A alteração legislativa dispôs também que as faixas das APPs de curso d’água em áreas urbanas consolidadas poderão ser definidas pelos conselhos de meio ambiente, em faixas marginais distintas daquelas estabelecidas no Art. 4º, I, do Código Florestal.
Vale destacar que, em 28 de abril de 2021, o STJ julgou os recursos especiais e decidiu aplicar retroativamente o Código Florestal de 2012, firmando a tese do tema 1010, conforme segue:
Na vigência do novo Código Florestal (Lei n. 12.651/2012), a extensão não edificável nas Áreas de Preservação Permanente de qualquer curso d’água, perene ou intermitente, em trechos caracterizados como área urbana consolidada, deve respeitar o que disciplinado pelo seu art. 4º, caput, inciso I, alíneas a, b, c, d e e, a fim de assegurar a mais ampla garantia ambiental a esses espaços territoriais especialmente protegidos e, por conseguinte, à coletividade.
A Corte fixou a tese de que para a definição da extensão não edificável, nas áreas de preservação permanente, de qualquer curso d’água, perene ou intermitente, em trechos caracterizados como área urbana consolidada, prevalece o disciplinado pelo novo Código Florestal em relação às leis municipais de Uso e Ocupação do Solo e os 15 metros disciplinado pela Lei de Parcelamento do Solo (Lei 6.766/79).
Antes disso, por ausência de previsão legal do antigo Código Florestal, vários Tribunais de Justiça entendiam que o Código Florestal deveria incidir sobre imóveis rurais e a Lei de Uso e Ocupação do Solo, sobre os imóveis urbanos.
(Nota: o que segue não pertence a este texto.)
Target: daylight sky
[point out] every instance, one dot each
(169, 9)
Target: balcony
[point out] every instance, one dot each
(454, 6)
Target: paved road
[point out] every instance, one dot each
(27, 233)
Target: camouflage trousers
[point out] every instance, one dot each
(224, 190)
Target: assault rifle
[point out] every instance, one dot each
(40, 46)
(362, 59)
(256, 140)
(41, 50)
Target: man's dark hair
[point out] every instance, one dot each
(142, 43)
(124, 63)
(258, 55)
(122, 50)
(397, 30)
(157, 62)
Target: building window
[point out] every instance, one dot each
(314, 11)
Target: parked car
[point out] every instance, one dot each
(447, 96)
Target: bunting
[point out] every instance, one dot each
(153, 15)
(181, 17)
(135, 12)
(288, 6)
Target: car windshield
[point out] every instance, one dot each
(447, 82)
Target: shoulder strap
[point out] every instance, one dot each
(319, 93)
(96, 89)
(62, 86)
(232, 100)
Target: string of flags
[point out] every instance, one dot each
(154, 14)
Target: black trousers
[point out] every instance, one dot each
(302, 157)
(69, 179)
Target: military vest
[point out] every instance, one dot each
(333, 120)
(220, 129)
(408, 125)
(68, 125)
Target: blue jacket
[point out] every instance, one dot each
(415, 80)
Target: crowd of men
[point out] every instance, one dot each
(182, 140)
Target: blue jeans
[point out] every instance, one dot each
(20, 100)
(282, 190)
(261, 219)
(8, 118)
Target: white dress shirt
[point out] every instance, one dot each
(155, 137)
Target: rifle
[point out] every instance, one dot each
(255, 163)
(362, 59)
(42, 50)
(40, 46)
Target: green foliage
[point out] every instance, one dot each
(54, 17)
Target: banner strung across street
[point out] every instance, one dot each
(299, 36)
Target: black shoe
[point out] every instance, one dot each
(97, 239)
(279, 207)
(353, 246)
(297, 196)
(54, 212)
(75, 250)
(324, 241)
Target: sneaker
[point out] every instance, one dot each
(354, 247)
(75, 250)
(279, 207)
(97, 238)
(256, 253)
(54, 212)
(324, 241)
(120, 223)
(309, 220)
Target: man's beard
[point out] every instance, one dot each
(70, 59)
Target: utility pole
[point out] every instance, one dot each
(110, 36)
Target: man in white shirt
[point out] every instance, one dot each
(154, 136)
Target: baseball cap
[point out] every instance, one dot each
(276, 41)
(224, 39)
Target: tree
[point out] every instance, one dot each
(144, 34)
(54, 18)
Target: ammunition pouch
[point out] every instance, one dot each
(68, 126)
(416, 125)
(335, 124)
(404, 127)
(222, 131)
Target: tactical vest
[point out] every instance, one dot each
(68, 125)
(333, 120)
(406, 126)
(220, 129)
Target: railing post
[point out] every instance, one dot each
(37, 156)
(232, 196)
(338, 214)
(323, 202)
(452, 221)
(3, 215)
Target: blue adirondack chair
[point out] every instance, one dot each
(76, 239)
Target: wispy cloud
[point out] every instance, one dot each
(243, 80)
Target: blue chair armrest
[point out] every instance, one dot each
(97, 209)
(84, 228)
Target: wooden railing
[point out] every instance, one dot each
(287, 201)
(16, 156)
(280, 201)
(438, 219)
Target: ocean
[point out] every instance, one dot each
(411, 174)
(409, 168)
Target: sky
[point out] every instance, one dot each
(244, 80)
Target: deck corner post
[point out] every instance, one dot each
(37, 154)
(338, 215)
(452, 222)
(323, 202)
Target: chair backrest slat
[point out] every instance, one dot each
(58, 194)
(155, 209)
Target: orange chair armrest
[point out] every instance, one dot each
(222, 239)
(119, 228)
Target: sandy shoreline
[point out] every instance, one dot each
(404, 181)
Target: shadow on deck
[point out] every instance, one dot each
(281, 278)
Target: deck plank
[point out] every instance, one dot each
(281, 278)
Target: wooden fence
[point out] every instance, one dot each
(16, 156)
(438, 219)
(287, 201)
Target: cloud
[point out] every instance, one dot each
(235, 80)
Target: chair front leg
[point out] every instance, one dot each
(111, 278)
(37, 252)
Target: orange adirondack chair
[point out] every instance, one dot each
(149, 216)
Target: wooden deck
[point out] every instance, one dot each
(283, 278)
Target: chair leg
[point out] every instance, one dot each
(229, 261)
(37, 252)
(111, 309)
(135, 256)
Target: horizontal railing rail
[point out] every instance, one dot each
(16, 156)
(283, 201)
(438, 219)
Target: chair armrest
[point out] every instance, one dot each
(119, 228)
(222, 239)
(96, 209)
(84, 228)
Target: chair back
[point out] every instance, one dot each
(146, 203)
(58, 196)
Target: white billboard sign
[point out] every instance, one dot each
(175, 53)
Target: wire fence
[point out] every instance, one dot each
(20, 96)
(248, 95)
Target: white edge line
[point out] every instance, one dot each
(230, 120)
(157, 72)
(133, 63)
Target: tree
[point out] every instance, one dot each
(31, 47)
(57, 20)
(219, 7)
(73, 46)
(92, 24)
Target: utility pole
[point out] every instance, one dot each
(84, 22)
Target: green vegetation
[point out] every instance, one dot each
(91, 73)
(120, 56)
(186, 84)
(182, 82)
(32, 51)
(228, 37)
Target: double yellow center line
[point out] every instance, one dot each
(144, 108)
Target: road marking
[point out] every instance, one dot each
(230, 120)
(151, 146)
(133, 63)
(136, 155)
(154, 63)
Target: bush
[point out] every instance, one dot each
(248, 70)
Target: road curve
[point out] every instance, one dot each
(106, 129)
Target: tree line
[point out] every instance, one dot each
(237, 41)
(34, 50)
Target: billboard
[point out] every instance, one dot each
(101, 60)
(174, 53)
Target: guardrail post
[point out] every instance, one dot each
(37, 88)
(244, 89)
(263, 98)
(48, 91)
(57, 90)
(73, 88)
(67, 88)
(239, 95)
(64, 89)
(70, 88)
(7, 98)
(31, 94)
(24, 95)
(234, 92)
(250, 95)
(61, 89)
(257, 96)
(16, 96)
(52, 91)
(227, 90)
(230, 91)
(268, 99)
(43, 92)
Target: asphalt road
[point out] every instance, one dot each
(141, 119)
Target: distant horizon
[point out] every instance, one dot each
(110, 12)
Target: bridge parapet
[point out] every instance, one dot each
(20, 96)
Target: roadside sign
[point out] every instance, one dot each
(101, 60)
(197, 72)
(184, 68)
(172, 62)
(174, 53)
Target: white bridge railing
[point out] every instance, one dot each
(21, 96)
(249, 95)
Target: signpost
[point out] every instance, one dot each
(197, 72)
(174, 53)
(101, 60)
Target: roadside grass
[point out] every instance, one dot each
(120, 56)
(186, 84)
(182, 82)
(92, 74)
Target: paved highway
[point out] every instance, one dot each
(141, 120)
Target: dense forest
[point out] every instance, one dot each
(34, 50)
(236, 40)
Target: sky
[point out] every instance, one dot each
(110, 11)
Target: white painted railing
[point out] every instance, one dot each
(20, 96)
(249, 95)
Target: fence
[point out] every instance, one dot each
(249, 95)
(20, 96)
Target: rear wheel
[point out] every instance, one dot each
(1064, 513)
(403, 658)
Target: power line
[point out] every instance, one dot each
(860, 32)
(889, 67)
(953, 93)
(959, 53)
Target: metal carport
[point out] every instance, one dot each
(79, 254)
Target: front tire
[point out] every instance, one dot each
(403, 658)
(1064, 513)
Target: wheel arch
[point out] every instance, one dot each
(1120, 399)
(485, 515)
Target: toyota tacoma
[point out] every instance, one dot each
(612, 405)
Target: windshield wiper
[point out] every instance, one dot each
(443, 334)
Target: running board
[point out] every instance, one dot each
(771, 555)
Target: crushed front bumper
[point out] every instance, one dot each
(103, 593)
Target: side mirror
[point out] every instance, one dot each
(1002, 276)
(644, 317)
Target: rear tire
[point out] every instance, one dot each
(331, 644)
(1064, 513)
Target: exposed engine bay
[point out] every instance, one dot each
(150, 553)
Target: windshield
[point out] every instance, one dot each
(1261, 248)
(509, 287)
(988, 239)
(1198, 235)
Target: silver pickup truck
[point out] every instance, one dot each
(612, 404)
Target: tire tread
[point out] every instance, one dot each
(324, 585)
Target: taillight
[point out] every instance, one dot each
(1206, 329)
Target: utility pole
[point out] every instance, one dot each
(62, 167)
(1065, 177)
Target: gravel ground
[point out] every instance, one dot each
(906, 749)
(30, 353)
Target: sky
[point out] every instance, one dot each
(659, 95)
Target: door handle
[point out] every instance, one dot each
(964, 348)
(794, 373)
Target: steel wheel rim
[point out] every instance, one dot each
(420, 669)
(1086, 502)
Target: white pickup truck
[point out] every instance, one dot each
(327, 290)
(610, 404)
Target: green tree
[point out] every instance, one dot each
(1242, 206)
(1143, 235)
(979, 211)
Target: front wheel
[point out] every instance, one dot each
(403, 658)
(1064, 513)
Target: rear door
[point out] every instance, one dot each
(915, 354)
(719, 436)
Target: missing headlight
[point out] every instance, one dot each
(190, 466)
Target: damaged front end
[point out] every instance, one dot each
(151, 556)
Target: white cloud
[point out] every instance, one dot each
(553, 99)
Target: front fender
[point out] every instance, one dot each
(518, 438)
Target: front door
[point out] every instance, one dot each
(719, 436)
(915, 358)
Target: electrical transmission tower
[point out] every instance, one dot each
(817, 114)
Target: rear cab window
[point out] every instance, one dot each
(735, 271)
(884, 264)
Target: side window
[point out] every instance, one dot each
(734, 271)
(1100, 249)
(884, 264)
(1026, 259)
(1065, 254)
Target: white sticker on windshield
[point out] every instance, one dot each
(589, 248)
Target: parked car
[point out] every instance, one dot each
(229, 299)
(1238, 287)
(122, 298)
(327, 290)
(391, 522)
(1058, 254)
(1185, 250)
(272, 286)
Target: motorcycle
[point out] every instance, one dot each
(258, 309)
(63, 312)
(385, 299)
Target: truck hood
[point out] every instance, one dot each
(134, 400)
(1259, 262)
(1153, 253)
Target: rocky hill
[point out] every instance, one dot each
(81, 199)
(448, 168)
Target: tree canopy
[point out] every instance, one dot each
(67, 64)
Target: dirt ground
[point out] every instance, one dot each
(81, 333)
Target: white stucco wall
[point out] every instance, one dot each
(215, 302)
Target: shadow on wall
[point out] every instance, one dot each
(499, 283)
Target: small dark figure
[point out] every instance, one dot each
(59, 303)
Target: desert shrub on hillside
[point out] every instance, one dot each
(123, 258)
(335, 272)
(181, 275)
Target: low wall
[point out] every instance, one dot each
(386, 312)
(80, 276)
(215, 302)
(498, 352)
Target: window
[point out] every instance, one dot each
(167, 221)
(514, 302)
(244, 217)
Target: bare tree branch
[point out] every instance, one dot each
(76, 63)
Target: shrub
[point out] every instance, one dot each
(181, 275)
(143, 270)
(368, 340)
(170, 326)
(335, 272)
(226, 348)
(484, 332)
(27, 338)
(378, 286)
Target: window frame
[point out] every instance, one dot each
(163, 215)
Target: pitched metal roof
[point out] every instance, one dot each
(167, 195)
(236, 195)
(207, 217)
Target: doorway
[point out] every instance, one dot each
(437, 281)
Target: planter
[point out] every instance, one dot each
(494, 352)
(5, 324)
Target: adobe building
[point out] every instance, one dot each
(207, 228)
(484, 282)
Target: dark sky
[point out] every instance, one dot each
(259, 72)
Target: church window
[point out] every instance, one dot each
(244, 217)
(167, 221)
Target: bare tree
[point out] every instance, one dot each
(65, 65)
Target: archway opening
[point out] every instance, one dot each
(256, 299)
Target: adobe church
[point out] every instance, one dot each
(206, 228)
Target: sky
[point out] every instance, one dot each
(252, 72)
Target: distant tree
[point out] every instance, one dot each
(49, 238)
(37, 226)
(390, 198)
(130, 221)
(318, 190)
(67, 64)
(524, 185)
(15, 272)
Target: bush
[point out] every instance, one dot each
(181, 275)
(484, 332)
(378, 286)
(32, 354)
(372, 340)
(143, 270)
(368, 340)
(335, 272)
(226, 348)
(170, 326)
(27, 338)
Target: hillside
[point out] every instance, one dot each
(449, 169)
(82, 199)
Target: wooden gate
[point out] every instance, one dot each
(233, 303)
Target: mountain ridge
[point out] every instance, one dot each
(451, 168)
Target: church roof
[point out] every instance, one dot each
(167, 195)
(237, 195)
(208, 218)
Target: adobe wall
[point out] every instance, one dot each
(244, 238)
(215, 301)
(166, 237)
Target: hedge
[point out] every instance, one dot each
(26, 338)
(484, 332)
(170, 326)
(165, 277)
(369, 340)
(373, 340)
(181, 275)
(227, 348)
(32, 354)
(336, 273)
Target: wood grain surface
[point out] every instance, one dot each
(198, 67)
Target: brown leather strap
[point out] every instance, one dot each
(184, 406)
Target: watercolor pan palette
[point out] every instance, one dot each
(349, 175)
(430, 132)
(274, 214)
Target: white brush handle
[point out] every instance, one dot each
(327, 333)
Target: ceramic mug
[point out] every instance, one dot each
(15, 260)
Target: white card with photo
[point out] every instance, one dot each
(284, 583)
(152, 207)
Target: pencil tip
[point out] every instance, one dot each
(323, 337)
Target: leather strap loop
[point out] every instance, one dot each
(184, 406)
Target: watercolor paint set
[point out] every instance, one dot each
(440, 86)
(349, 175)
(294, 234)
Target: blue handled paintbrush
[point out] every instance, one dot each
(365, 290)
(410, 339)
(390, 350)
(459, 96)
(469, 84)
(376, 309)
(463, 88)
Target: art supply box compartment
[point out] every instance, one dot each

O STJ ainda não modulou os efeitos do acórdão, entretanto, considerando que decidiu pela aplicação retroativa do Código Florestal de 2012 (Lei Federal nº 12.651/2012, que fixa o limite de 30 a 500 metros, dependendo da largura do rio — artigo 4º), entende-se que passará a ter efeito sob qualquer situação: passada, presente e futura, estabelecendo que aos casos concretos afetados, na vigência do novo Código Florestal, construções de novas obras deveriam respeitar a extensão de área não edificável nas áreas de preservação permanente em trechos caracterizados como área urbana consolidada, conforme disciplina seu artigo 4º, I, alíneas “a”, “b”, “c”, “d” e “e”.
Ocorre que a aplicação de no mínimo 30 metros de área de preservação permanente para áreas urbanas consolidadas, para situações passadas, presentes ou futuras, não atende às necessidade do meio urbano, totalmente antropizado nos grandes centros, além da profunda insegurança jurídica trazida por essa decisão, considerando os inúmeros casos em que o próprio Município, fundamentado na Lei de Uso e Ocupação do Solo, concedeu autorizações e licenças necessárias para pessoas físicas e jurídicas executarem suas construções em faixa inferior a 30m, seguindo o disciplinado pela Lei de Parcelamento do Solo, ou seja, 15 metros.
A Lei 14.285/21 é conflitante com o recente e polêmico entendimento do STF, que aplicou eficácia retroativa do Código Florestal para fatos consumados antes dele. Agora, resta-nos aguardar para saber se essa alteração legislativa será seguida ou se iremos nos deparar com uma enxurrada de ADIs alegando retrocesso, em prejuízo e desconsiderando a competência constitucional dos Municípios para legislar sobre o meio ambiente.